Первое разделение гражданской истории

Воспользовавшись аналогией с тремя родами картин или статуй, гражданскую историю можно разделить на три раздела. Картины и статуи могут быть незакончен­ными — им кисть или резец художника еще не придали окончательного вида, могут быть законченными и совер­шенными и, наконец, испорченными и обезображенными временем. Пользуясь этой аналогией, мы разделим граж­данскую историю (являющуюся своего рода образом событий и времен) на три вида, соответствующие указан­ным трем видам картин. Эти виды мы назовем мемория­ми (meinoriae), адекватной историей (historia justa) и древностями (antiquitates). Мемории—это незавершен­ная история (historia inchoata), или как бы первоначаль­ные и необработанные наброски истории. Древности же — это «деформированная история», иначе обломки истории, случайно уцелевшие от кораблекрушения в бурях времен.

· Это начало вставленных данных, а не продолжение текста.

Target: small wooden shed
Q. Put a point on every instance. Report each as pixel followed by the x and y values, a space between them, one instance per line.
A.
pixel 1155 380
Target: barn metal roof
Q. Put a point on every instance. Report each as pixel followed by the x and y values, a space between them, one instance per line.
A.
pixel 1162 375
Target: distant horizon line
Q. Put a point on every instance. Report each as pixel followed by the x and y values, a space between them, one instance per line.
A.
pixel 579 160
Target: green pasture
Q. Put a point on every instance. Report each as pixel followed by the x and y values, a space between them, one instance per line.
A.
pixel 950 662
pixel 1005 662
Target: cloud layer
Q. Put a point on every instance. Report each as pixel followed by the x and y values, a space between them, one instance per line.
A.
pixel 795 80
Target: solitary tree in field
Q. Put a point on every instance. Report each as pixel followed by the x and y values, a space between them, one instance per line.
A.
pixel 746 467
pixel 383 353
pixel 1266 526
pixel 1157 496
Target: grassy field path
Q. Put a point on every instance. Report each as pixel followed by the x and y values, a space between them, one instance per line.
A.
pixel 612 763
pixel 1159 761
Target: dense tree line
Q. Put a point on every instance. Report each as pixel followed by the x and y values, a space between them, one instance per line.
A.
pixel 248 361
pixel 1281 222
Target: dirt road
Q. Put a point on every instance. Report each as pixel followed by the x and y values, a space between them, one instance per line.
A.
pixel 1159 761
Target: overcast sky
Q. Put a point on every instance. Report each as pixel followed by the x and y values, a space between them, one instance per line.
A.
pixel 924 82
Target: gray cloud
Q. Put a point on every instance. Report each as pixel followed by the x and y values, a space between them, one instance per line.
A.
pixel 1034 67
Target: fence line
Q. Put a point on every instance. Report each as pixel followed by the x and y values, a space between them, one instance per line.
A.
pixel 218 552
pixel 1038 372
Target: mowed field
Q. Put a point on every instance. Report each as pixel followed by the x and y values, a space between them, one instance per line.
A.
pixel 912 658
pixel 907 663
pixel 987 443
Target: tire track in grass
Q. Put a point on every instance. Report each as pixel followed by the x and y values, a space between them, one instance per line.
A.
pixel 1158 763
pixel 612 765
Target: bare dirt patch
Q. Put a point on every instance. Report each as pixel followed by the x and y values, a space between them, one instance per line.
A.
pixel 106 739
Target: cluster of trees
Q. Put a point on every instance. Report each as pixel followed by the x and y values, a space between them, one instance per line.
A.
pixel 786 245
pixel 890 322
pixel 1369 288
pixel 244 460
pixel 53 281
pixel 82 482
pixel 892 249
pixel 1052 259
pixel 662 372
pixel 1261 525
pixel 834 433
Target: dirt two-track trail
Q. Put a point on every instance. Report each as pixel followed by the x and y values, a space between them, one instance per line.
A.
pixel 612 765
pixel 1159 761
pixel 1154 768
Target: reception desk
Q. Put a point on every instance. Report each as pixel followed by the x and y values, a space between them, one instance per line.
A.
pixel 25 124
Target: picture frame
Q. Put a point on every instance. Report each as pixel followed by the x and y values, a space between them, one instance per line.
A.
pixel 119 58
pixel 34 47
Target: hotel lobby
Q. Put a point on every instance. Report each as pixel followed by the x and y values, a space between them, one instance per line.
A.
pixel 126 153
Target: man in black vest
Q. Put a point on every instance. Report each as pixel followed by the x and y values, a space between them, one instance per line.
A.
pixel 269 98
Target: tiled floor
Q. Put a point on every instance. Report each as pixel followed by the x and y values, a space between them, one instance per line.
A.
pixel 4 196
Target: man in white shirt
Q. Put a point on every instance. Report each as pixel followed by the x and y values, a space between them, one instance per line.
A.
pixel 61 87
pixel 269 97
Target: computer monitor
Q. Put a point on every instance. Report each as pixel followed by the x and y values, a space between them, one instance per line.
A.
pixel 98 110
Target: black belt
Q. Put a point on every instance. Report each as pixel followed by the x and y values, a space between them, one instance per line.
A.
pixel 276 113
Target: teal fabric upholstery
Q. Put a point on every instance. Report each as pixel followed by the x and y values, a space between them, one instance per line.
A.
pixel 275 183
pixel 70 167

Мемории, т. е. подготовительные материалы для исто­рии, делятся на два рода, первый из которых мы будем называть комментариями, второй—перечнями (registra). Комментарии излагают голые факты в их хронологиче­ской последовательности, не касаясь причин и поводов событий и действий, не упоминая того, что им предше­ствовало, и того, что их сопровождало, не приводя речей, не рассказывая о планах и замыслах исторических дея­телей и обо всем остальном, сопровождавшем сами собы­тия. Такова сущность и природа этого жанра, хотя Це­зарь по какой-то своей великодушной скромности и на­звал комментариями самое выдающееся историческое сочинение из всех ныне существующих. Перечни бывают двоякого рода: они либо содержат перечень событий и лиц, расположенных в хронологическом порядке, и назы­ваются фастами или хронологиями 19, либо представляют собой сборники официальных документов, какими яв­ляются указы государей, постановления сенатов, доку­менты судебных процессов, официальные речи, диплома­тические послания и т. п., не сопровождаемые при этом последовательным изложением и толкованием.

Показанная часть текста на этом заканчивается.